Colon last pitched on June 7 against Cleveland before being placed on the disabled list with left knee inflammation. Colon rehabbed on his own in Arizona, but in order to be a possible candidate to start in a split doubleheader at Comerica Park on July 24, he needed to make Thursday's scheduled trip to the mound.
Having another veteran possibility in the starting rotation could help the White Sox in what promises to be a tough second half within the American League Central. But the White Sox need Colon to be more than simply healthy in order to remain with the organization and be a viable pitching option.

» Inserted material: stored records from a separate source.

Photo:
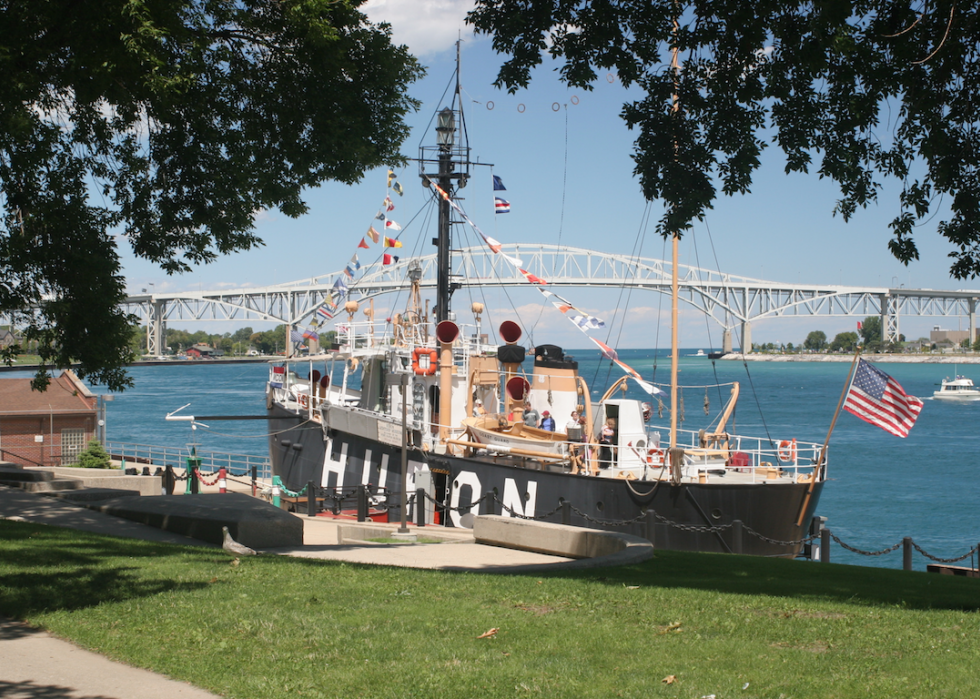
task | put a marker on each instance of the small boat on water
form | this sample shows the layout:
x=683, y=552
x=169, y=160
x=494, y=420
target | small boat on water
x=425, y=406
x=957, y=388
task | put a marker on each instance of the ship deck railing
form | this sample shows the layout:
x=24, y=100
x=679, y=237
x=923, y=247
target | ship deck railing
x=138, y=455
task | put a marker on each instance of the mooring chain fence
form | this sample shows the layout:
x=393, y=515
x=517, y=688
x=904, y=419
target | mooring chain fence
x=866, y=553
x=968, y=554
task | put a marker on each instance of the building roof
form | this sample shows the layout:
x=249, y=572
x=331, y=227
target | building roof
x=65, y=394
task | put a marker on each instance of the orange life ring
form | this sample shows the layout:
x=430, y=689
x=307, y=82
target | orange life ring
x=417, y=361
x=787, y=450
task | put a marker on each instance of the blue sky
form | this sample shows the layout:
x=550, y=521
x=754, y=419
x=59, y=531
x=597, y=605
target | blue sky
x=565, y=158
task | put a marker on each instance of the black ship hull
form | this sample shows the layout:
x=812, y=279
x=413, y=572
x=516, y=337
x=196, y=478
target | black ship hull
x=688, y=516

"I'd like to see more breaking balls," Guillen said. "The problem Colon had was [he was] throwing a fastball to everyone. And if you don't locate right, you get in trouble. In the meanwhile, his knee started bothering him, and he couldn't locate well. That's why we put him on the DL, and hopefully [he'll] come back strong.
"When he comes back, the problem is how are we going to use him? That's something we have to decide later."

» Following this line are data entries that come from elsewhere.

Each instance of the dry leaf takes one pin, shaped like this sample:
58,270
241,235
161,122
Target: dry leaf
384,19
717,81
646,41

If for some reason Colon is not ready by the doubleheader in two weeks, Guillen talked about possibly using D.J. Carrasco as a spot starter. The idea of pitching hard-throwing southpaw Aaron Poreda was broached to Guillen, but he didn't think the rookie would be stretched out enough to start.

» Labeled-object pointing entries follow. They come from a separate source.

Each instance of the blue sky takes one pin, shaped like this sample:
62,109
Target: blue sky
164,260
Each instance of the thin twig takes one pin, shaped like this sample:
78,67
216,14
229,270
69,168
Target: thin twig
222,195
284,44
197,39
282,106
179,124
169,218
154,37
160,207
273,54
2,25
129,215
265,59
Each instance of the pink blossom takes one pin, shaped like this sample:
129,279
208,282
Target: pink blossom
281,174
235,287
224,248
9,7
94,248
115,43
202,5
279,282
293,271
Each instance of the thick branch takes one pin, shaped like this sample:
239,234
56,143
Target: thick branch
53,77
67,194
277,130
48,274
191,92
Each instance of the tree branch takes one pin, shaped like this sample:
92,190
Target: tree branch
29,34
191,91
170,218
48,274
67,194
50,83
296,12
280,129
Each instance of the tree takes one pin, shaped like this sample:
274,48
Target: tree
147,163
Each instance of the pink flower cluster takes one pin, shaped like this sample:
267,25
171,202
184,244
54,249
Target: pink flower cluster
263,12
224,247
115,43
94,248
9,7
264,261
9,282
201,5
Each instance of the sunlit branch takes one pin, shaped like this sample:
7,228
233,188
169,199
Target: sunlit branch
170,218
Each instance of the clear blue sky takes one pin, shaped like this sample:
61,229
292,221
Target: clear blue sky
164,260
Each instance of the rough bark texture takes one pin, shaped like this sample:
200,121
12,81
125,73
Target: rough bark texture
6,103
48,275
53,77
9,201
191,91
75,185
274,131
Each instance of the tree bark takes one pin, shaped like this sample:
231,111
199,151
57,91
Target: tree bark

Ideally, Colon would fill that night's vacancy, keeping the White Sox bullpen somewhat intact. Guillen's biggest worry concerning Colon on Wednesday, though, was finding him before that start came up.
Guillen presented an interesting reason as to why Colon might have gone incommunicado.
"I worry about Colon because Colon was a big-time Michael Jackson fan," Guillen said. "He maybe was in LA at his funeral, because I can't find him. Nobody knows how big of a Michael Jackson fan Colon was. I'm serious. He might be depressed a little bit.
"To talk to Colon, you've got to talk to 20 different people. You got to talk to 30 different cousins, and then to his agent, who talks to his brother, his brother call his wife, his wife say he's with Pedro, Pedro say he's with Juan," said Guillen, having a little fun with the subject. "I guarantee you I'll call [President Barack] Obama, and we'll have a talk before Colon answers the phone. Obama will put me on hold for one second.
"It's just the way he is," Guillen said. "I remember when we signed him. We called the Dominican Republic, and it took three days to get in touch with him."
A 2009 base salary of $1 million was agreed upon for the veteran free agent with a 3-6 record and 4.23 ERA this season, but Colon can make another $2 million in performance bonuses based on innings. Even though Colon is under contract, Guillen didn't seem bothered that nobody really knew his whereabouts.
"He's a grown man," Guillen said. "I only worry about the people in our clubhouse now. It bugged Kenny a bit. We're still paying you. You're still on our payroll. But that don't bother me. I expect him to be (in Charlotte). They are waiting for him."